Following graduation, he worked at Alexandria University Hospital an later held administrative positions including vice director of the university children's hospital and vice director of a therapeutic institution in Alexandria.

== Quranic training ==
While studying medicine, Nuaina continued his formal Quranic education. He studied the ten canonical Quranic readings under Sheikh Muhammad Farid al-Nu'mani and his wife, Sheikha Umm al-Saad. According to biographical accounts, he attended lessons with them for two hours after the dawn (Fajr) prayer before going to university.

In addition to formal instruction, Nuaina developed his recitation by listening to prominent Egyptian reciters on the radio. Among those he admired were Muhammad Rifat, Abdul Basit Abdus Samad, Abu al-Enein Shuaisha, Mahmoud Khalil al-Husary, and Muhammad Siddiq al-Minshawi.

He is particularly associated with the recitation style of Mustafa Ismail, whom he has described as his greatest influence. Nuaina later recalled becoming personally acquainted with Ismail while studying in Alexandria, stating that his admiration increased after observing his methods of teaching and religious instruction.

== Career ==
=== Quran recitation ===
Nuaina first gained recognition for his recitation while still a university student. His voice attracted the attention of Ahmad al-Sayyid Darwish, head of the Muslim Youth Association in Alexandria, where he regularly recited the Quran.

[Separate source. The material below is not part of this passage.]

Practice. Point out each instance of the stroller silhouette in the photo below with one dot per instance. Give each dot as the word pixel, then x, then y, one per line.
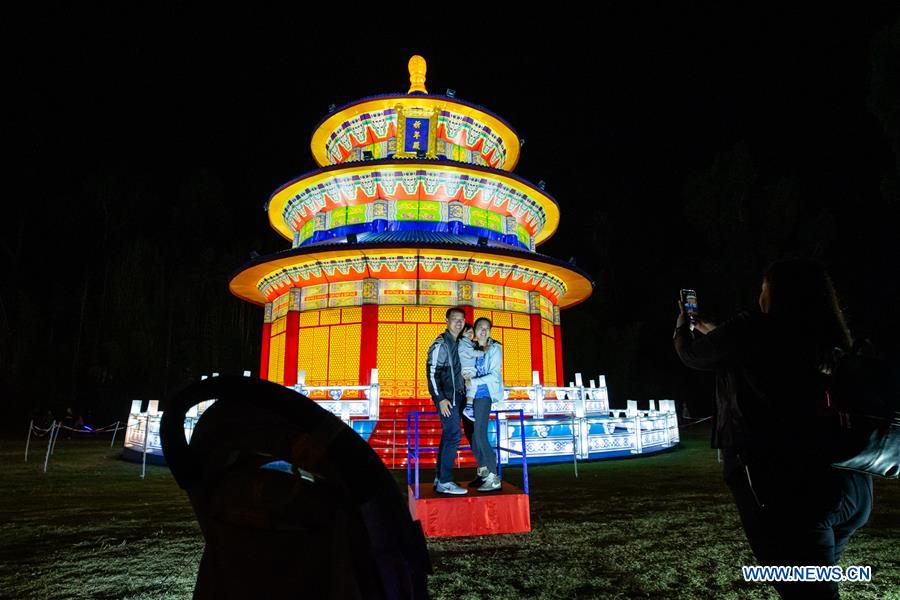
pixel 291 502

He also served for approximately ten years as a regular reciter at Al-Samak Mosque in Alexandria, contributing to his growing reputation. In 1979, Nuaina became an official Quran reciter for Egyptian Radio and Television, bringing his recitation to a national audience.

=== State ceremonies ===
Nuaina's association with Egyptian state ceremonies began during the presidency of Anwar Sadat, who reportedly praised his recitation and compared it to that of Mustafa Ismail. Sadat subsequently invited him to recite at presidential functions and appointed him as his personal physician.

Because of his frequent appearances at official events, Nuaina became widely known as the "Presidential Quran Reciter." He continued to recite at state ceremonies during the presidency of Hosni Mubarak and later appeared at official religious events under subsequent administrations.

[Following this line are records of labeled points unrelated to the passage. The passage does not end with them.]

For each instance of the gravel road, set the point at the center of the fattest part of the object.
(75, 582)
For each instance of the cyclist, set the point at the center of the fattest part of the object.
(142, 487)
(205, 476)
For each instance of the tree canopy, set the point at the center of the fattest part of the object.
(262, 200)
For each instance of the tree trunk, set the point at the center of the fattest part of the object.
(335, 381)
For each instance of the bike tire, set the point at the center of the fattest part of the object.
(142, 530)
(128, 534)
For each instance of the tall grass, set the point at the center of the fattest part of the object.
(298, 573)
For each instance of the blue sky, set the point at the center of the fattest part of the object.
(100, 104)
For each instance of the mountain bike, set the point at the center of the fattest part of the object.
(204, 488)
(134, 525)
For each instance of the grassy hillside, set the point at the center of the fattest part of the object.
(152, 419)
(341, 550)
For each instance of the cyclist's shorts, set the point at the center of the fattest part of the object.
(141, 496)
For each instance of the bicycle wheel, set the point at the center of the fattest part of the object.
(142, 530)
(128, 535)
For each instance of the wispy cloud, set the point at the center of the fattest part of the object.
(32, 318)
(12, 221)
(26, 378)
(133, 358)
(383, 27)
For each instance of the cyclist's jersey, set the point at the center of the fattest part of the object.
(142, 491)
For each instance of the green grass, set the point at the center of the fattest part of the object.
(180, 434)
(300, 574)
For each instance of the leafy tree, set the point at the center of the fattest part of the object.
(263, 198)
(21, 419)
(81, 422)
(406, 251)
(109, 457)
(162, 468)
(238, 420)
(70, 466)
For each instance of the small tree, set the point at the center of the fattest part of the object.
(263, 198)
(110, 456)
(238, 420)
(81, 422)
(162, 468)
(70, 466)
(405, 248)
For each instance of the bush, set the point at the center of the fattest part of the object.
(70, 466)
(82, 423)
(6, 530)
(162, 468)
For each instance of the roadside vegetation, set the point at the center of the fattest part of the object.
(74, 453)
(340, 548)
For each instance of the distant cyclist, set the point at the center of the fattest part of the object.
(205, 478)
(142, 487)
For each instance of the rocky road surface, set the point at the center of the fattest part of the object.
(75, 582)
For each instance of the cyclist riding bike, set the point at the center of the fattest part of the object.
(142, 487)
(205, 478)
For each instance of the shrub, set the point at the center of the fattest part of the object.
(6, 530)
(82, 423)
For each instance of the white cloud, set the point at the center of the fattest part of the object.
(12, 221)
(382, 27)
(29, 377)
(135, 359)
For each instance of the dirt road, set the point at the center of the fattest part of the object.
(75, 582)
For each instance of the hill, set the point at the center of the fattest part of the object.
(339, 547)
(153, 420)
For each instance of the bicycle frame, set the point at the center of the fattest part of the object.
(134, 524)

In October 2025, Egypt's Minister of Religious Endowments, Osama al-Azhari, appointed Nuaina as Egypt's Chief Qari (Shaykh al-Maqāri' al-Miṣriyya), the country's highest official position for Quran reciters.

== International recognition ==
Nuaina has travelled extensively throughout the Arab world, Asia, Europe, and North America to recite Quran during Ramadan, religious conferences, and public events. His recitation have been widely distributed through recordings, broadcasts, and digital media.

He won first prize at the international Quran Recitation Competition held in New Delhi, India, in 1985. He later received first-place honours at international Quran competitions in Malaysia in 1995 and in Brunei.